In the Matter of Southmark Corporation, Debtor. Southmark Corporation v. Joseph Grosz

49 F.3d 1111, 33 Collier Bankr. Cas. 2d 558, 1995 U.S. App. LEXIS 8590, 27 Bankr. Ct. Dec. (CRR) 48, 1995 WL 136062
CourtCourt of Appeals for the Fifth Circuit
DecidedApril 14, 1995
Docket94-10534
StatusPublished
Cited by102 cases

This text of 49 F.3d 1111 (In the Matter of Southmark Corporation, Debtor. Southmark Corporation v. Joseph Grosz) is published on Counsel Stack Legal Research, covering Court of Appeals for the Fifth Circuit primary law. Counsel Stack provides free access to over 12 million legal documents including statutes, case law, regulations, and constitutions.

Bluebook
In the Matter of Southmark Corporation, Debtor. Southmark Corporation v. Joseph Grosz, 49 F.3d 1111, 33 Collier Bankr. Cas. 2d 558, 1995 U.S. App. LEXIS 8590, 27 Bankr. Ct. Dec. (CRR) 48, 1995 WL 136062 (5th Cir. 1995).

Opinion

WIENER, Circuit Judge:

Southmark Corporation (“Southmark”), a debtor in possession, appeals from a judgment dismissing its claim that a payment to Joseph Grosz, a former officer of one of Southmark’s subsidiaries, was preferential and thus avoidable under 11 U.S.C. § 547. As we conclude that the bankruptcy court erred in determining that Grosz was - not compensated with funds from Southmark’s estate, we reverse the summary dismissal of Southmark’s preference claim and remand for further proceedings consistent with this opinion.

I

FACTS AND PROCEEDINGS

Southmark, debtor in possession of a real estate and financial services company, 1 has literally hundreds of affiliated .businesses and subsidiaries, one of which is a wholly owned subsidiary named American Realty Advisors (“ARA”). In 1984, Grosz entered in an employment agreement with Southmark and Southmark Funding (later renamed ARA), to serve as the president and a director of ARA, and American Realty Trust, another of Southmark’s wholly owned subsidiaries. In consideration of that service, Grosz was entitled to compensation in the form of, inter aha, loan procurement fees, bonuses, and profit sharing.
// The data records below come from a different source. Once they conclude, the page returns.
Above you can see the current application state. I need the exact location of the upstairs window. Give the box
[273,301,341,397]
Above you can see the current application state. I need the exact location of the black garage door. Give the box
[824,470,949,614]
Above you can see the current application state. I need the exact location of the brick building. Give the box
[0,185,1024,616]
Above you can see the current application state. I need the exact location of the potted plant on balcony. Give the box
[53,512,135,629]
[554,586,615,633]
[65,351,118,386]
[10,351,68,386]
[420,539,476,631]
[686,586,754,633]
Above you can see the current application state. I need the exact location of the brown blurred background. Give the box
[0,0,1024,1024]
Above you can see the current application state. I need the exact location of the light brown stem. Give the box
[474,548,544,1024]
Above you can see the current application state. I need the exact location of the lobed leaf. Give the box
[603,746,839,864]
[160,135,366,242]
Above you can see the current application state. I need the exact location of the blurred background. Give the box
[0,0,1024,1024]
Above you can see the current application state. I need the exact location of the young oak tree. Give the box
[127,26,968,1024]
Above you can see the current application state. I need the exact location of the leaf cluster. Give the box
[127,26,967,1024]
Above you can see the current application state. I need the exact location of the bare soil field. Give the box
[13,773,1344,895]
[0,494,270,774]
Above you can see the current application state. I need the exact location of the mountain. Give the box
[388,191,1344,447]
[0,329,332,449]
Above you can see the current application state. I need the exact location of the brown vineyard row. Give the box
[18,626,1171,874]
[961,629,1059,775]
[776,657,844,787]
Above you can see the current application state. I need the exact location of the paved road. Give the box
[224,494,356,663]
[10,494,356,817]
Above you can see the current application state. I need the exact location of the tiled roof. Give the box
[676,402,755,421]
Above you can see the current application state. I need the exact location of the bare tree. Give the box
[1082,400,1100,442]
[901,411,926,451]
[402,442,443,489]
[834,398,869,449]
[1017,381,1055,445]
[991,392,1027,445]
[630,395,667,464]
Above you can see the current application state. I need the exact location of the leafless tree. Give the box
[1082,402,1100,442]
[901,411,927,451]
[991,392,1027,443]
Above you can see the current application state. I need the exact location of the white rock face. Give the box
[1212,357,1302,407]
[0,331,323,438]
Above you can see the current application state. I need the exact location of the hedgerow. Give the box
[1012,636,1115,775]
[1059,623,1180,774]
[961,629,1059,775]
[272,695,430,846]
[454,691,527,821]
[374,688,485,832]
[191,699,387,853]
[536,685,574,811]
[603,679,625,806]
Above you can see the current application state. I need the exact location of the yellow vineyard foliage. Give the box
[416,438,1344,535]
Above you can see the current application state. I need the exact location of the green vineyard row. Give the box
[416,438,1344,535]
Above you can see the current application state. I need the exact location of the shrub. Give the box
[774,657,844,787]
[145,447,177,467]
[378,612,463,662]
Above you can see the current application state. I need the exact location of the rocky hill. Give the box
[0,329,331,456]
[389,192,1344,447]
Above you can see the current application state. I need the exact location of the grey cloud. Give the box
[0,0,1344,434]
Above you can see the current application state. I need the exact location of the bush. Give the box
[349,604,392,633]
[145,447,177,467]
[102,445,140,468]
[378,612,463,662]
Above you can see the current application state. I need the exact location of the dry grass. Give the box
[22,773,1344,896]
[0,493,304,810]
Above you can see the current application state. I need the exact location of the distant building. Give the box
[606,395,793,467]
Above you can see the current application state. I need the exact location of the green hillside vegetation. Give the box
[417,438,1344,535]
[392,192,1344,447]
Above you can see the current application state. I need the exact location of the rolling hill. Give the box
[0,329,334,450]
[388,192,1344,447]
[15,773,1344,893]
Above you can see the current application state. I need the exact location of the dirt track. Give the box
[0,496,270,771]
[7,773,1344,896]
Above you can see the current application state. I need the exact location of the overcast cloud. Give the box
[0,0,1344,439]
Sometime during the late 1980s, the relationship between Southmark and Grosz soured, and Southmark refused to pay Grosz portions of the accrued fees and bonuses to which he believed he was entitled. South-mark and Grosz decided to resolve the dispute out of court and entered in a settlement agreement. '

Pursuant to that agreement, Southmark delivered Grosz a check totaling $289,258.96, $214,228 of which was for commissions and other compensation that he had previously earned. 2 . Although the check named ARA as the remitter and the W-2 Form reporting Grosz’ income to the IRS identified ARA as the payor, the check was actually drawn orí .an account owned by Southmark.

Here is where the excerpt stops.